Hukuki açmazların da yer aldığı proje hem doğayı talan edecek hem de
Papart dere suyunu borularla yer altına çekecek. Madenin işletilmesinde
de kullanılacak olan bu suyu halk, doğaya uyumlu ahşap malzemeler
yoluyla çekiyordu. Şimdi ise bölge halkı nesillerdir kullandığı bu suya
para ödeyeme tehlikesiyle karşı karşıya. Üstelik proje için en az 25 bin
ağaç kesilecek. TEK ÇED’LE İKİ TALAN! Devlet Su İşleri (DSİ) 26. Bölge tarafından yapılan projedeki hukuki
boşluklar hemen dikkat çekiyor. İki ayrı proje olan kalker ocağı ile
sulama tesisi ve su regülatörü tek bir proje olarak Çevresel Etki
Değerlendirmesi (ÇED) onayına sunuldu. ÇED gerekli değildir kararı
verilen dosyada, sulama tesisi ÇED’den muaf tutuldu. AMAÇ DAVA AÇMANIN ÖNÜNÜ TIKAMAK BirGün’den Demet Sargın’ın haberine göre; Şavşat Dernekleri
Federasyon Başkanı ve köy halkının avukatı Halis Yıldırım, iki ayrı
projenin tek proje gibi gösterilmesinin sebebinin su regülatörüne ayrıca
bir dava açılmasını engellemek olduğunu söyledi.

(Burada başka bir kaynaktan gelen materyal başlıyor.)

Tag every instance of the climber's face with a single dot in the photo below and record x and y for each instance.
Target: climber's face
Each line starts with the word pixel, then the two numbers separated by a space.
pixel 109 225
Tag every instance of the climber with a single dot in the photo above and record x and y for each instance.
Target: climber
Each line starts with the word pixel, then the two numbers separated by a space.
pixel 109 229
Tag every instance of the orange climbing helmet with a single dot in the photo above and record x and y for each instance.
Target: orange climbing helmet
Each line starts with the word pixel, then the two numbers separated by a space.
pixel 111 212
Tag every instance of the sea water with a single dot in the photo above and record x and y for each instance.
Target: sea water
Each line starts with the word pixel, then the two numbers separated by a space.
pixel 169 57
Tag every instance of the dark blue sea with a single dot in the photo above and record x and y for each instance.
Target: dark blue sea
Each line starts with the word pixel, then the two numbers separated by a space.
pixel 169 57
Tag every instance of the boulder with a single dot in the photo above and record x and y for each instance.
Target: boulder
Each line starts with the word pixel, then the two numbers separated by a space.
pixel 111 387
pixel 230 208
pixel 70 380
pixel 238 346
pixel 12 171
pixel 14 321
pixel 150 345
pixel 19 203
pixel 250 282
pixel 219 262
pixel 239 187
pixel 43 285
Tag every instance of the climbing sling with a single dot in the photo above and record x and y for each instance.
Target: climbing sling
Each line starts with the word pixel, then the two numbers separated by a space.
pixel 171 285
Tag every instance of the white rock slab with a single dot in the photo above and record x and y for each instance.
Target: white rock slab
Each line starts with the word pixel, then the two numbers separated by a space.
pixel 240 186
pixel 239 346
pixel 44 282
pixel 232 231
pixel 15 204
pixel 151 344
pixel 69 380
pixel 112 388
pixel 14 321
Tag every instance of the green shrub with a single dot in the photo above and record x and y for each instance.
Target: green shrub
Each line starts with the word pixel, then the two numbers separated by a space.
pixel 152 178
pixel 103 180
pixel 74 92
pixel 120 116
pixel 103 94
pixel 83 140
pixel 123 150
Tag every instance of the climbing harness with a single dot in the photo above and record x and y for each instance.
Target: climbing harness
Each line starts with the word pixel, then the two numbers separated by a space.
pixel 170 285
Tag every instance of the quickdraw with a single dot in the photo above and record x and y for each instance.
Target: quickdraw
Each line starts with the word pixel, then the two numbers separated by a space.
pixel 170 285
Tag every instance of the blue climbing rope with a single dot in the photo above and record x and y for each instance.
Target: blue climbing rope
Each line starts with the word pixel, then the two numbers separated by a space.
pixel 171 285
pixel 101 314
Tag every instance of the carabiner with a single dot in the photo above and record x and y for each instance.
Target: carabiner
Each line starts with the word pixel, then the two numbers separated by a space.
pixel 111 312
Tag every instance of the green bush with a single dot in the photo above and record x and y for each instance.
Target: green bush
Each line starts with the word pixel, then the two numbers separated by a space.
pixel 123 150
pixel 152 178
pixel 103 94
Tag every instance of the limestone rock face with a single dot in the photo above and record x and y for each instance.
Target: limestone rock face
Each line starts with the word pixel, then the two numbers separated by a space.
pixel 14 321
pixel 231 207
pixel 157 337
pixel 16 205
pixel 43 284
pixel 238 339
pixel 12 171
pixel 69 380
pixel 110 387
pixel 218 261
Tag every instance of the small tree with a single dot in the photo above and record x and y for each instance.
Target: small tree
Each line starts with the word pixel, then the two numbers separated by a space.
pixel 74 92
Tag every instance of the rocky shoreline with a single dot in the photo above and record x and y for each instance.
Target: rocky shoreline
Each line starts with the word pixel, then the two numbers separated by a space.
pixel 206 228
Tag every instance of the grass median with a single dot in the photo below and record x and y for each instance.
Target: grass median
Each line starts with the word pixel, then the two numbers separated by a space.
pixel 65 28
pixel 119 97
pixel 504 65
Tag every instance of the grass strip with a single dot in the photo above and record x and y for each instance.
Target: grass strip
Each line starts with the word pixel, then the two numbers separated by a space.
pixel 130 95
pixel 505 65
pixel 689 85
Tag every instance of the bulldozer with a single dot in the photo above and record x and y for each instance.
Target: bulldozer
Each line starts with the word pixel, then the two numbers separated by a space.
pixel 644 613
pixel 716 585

Yıldırım bunu göze
alarak dava açtıklarını ve hukuki süreci şöyle anlattı: “Su regülatörüne
dava açmak zordu. Biz yine de davamızı açtık. Madene yönelik açtığımız
dava devam ediyor. Yakında keşif için çağrılacağız. Su regülatörüne
ilişkin açtığımız dava da Rize idari mahkemesi tarafından reddedildi.
Biz de kararın yeniden değerlendirilmesi için Samsun İdari Mahkemesi’ne
istinaf yoluyla başvurduk. Şimdi buradan gelecek olan kararı bekliyoruz.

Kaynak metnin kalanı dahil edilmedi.